Denise Assis*
Para os que não se lembram, no dia 21 de fevereiro de 2017, Michel, acompanhado do ministro Raul Jungmann e do chefe do Gabinete de Segurança Institucional (GSI), general Etchegoyen, além do comandante da Marinha, almirante Bacellar, esteve no Quartel-General do Exército, Forte Caxias – mais conhecido como Forte Apache – prestigiando a 310ª edição da Reunião do Alto-Comando do Exército Brasileiro.
Na ocasião, ele recebeu, das mãos do comandante, o general Villas Boas, um bastão de comando, simbolizando o comando supremo das Forças Armadas, atribuição constitucional do Presidente da República.
“O artefato” – segundo definição de um site de militares (montedo.blogspot.com.br) que reúne casos, memórias e notícias da caserna – “é confeccionado em pau-brasil”, sendo “um dos símbolos perenes do posto de Oficial-General juntamente com a Espada e a Carta-Patente de Oficial-General. É um símbolo de autoridade e insígnia de comando que vem de tempos remotos. Tinham-no os reis, assim como os grandes capitães. Em campanha, as batalhas só se iniciavam quando o monarca ou o general-em-chefe fazia o sinal com o bastão. No Exército, é de posse exclusiva dos generais da ativa e seu uso é obrigatório para aqueles que estejam em função de comando”.

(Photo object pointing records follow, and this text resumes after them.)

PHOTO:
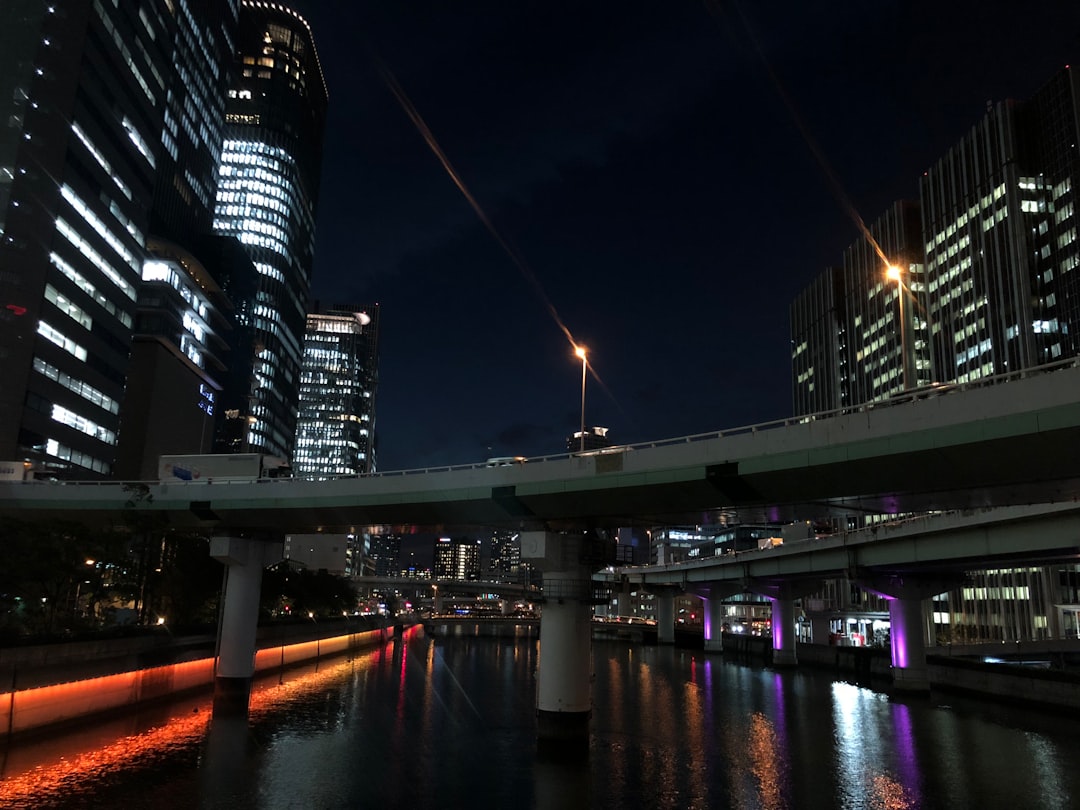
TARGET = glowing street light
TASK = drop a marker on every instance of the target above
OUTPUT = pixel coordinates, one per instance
(894, 273)
(580, 351)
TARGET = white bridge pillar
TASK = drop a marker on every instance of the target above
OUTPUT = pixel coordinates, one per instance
(240, 615)
(907, 626)
(783, 595)
(665, 612)
(565, 670)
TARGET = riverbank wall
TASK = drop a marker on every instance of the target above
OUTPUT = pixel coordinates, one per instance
(51, 685)
(959, 670)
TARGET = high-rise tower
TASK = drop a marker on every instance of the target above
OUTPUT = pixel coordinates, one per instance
(1000, 227)
(267, 196)
(85, 89)
(335, 432)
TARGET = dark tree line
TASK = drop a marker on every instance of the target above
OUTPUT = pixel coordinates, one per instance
(61, 579)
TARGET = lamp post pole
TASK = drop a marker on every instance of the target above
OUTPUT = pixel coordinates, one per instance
(896, 274)
(580, 351)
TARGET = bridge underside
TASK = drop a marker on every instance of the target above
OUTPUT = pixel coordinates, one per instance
(1036, 467)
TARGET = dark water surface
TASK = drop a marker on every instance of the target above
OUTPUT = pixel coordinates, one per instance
(448, 723)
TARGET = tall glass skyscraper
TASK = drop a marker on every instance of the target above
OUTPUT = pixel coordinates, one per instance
(335, 433)
(267, 196)
(90, 97)
(991, 267)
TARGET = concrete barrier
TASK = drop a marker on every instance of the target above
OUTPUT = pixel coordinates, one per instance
(34, 709)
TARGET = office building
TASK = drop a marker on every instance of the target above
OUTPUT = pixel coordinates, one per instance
(593, 439)
(990, 265)
(457, 558)
(93, 99)
(335, 431)
(847, 347)
(504, 559)
(386, 554)
(177, 361)
(819, 345)
(1000, 228)
(267, 194)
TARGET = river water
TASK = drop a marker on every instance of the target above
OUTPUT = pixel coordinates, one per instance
(448, 721)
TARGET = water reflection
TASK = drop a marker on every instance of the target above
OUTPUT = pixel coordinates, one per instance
(450, 721)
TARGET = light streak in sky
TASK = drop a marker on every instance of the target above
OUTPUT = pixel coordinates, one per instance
(429, 138)
(834, 181)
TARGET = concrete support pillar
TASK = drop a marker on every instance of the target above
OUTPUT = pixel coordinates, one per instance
(665, 616)
(783, 632)
(907, 630)
(820, 629)
(564, 676)
(713, 595)
(565, 671)
(782, 595)
(907, 638)
(240, 613)
(625, 607)
(714, 624)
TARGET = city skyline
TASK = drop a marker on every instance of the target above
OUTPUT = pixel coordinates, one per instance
(652, 180)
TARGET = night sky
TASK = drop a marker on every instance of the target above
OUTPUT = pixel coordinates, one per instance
(650, 171)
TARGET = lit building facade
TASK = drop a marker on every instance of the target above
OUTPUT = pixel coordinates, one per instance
(819, 345)
(267, 194)
(505, 556)
(995, 287)
(177, 360)
(386, 554)
(457, 558)
(848, 346)
(84, 89)
(335, 430)
(1000, 227)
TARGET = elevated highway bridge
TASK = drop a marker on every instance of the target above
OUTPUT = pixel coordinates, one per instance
(1003, 444)
(1009, 444)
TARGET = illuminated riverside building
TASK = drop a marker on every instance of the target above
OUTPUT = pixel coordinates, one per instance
(89, 93)
(335, 431)
(386, 550)
(1000, 228)
(457, 559)
(846, 341)
(176, 364)
(995, 288)
(267, 193)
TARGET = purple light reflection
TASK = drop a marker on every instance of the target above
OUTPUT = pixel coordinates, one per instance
(910, 777)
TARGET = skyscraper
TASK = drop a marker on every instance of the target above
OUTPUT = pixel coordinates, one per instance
(991, 266)
(267, 196)
(1000, 228)
(335, 432)
(85, 93)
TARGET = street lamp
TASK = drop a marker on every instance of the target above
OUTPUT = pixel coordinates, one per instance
(894, 273)
(580, 351)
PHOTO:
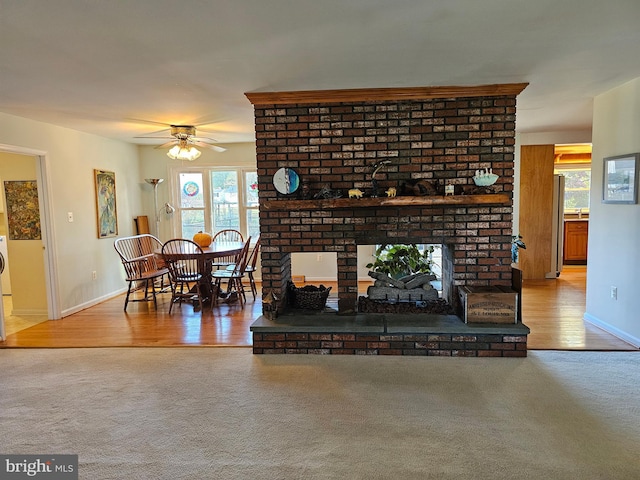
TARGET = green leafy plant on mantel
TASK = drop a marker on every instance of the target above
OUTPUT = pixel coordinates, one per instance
(516, 244)
(400, 260)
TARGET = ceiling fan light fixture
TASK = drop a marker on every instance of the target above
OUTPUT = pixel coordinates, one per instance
(183, 151)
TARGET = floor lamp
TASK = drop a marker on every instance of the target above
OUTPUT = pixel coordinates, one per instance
(155, 182)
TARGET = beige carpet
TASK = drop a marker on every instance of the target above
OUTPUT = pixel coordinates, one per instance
(223, 413)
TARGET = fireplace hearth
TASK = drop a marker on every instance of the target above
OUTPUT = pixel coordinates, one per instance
(439, 135)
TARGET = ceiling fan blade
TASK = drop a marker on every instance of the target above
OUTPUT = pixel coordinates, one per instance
(149, 122)
(168, 144)
(204, 139)
(216, 148)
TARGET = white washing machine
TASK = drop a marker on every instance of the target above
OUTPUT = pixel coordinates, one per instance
(4, 277)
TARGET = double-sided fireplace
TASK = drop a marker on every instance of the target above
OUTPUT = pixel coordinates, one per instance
(435, 137)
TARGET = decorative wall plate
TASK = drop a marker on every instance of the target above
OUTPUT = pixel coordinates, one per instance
(286, 180)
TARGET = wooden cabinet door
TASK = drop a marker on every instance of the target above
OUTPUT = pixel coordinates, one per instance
(576, 235)
(536, 210)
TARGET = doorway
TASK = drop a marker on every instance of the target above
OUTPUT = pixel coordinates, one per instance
(33, 293)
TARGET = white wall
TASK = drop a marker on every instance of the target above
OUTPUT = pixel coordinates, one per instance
(71, 157)
(614, 253)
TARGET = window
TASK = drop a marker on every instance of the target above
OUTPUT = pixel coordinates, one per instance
(577, 184)
(214, 199)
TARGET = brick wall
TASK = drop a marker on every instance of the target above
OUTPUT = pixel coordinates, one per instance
(440, 140)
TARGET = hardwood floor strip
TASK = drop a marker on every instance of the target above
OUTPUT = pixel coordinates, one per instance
(552, 309)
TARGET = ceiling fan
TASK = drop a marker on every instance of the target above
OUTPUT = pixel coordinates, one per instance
(183, 142)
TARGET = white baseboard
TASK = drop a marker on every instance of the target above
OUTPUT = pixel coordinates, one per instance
(624, 336)
(92, 303)
(27, 313)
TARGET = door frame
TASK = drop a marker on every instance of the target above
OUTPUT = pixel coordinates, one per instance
(43, 180)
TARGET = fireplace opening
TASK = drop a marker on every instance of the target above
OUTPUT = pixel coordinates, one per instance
(404, 278)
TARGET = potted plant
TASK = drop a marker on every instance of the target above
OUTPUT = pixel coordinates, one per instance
(400, 260)
(516, 244)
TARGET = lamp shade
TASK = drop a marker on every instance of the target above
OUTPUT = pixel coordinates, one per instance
(183, 151)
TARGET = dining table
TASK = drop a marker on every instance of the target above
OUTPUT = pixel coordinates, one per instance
(209, 254)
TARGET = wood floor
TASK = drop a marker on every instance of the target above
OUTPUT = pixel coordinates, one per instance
(552, 309)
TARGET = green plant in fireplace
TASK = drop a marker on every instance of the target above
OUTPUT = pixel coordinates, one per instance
(400, 260)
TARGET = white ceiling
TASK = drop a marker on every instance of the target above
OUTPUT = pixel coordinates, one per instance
(110, 67)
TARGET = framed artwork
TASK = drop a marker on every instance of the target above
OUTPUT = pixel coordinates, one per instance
(107, 214)
(23, 211)
(286, 180)
(621, 179)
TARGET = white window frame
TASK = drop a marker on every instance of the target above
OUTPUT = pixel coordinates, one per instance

Conforme a praxe, Michel discursou em agradecimento. Suas palavras publicadas na página oficial do Exército foram as seguintes:
“Ao receber esse bastão de comando, eu tenho uma responsabilidade maior. Ao dizer ‘muito obrigado’ aos senhores, digo no sentido literal. Com essa simbologia que me foi entregue, eu me sinto mais obrigado a cumprir, adequadamente, as minhas funções, como o fazem permanentemente as Forças Armadas do País”, declarou.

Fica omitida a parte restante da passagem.